Graduate traveling overseas for student teaching, mission work
PLAINVIEW - It's really the best of both worlds.
Jodi Henderson, a December 2002 graduate of Wayland Baptist University, will spend the next few months in Nairobi, Kenya, to complete her student teaching requirements at Rosslyn Academy. While there, she'll be able to combine her love of teaching with another love: mission work with children.
Henderson said her heart for missions came during a trip in the summer of 2001 to Romania, where she was able to work at orphanages through Buckner Baptist Benevolences. There, she said, she felt God's call.
"God's given me this compassion for orphans that I can't run away from," she explained.
She then had the opportunity to participate in a three-week mission trip in Kenya during the past summer, an experience that seemed to affirm her mission interest. While in Kenya, the group of 13 WBU students visited three orphanages, one of which Jodi plans to volunteer with regularly while in Kenya this spring.

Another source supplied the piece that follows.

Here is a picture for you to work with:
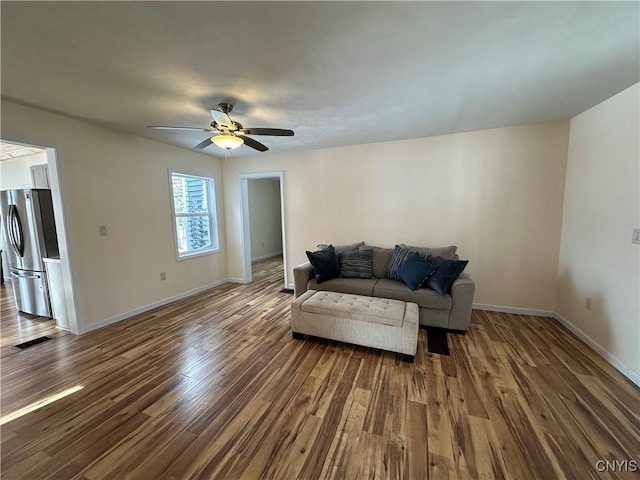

A composite science major at Wayland, Henderson will be teaching sixth-grade science at Rosslyn Academy, an American day school following American curriculum. The school was originally established as a school for children of missionaries, but has now attracted others. The student population is about 70 percent North American and students span 30 different nationalities.
The overseas teaching stint has been a longtime dream of Dr. Jim Todd, chairman of the School of Education at Wayland and his predecessor, who had hoped to expose WBU students to other cultures while completing the student teaching requirements. To his knowledge, this partnership is a first.
"I think before it probably just never fell together," Todd said. "One part is having the right location, and this is a result of the work of Dr. (Vaughn) Ross (WBU science professor) and what we've been doing in Kenya, so it's a logical extension. We're also looking to build a partnership with Belize and the mission school there."
Todd called Henderson "a pioneer, a door-opener" and said, "it takes a special student to be able to do this." He predicts great benefits for Henderson as well as other students still at Wayland.
"She's going to be able to see the interaction of culture and the impact of the various socioeconomic levels in a third-world country. She'll also be doing a multicultural study, looking at the public schools in Kenya and comparing them to a private school," he said. "When she gets back in April, she'll do a seminar for our students on education in third-world countries."
Henderson's own plan was to gain emergency certification and begin teaching. She had explored teaching in the Dominican Republic, but the opportunity to visit Kenya opened other doors. Ross, professor of biological sciences and a former missionary to the African nation, urged Henderson to check into returning to Kenya to teach at Rosslyn. Things just fell into place from there.
"Through all of it, I've seen God's hand and God's leading or I wouldn't have continued," she said. "I've gone through the really excited phase and the really scared phase. The comfort level and friends here are unbelievable, but God has really provided and has worked out the details so that eased my fears."
Henderson left for Kenya on Jan. 9 and will return April 19. She is hoping the double-edged experience - interweaving her teaching skills with missions work - will help her discern God's will for her future.
The daughter of Butch and Karen Henderson of Lubbock, Jodi said her parents had mixed reactions to her being so far from home for four months.
"My mom would rather me not leave, but my dad says he couldn't be more proud that he raised someone who will follow God anywhere," she said.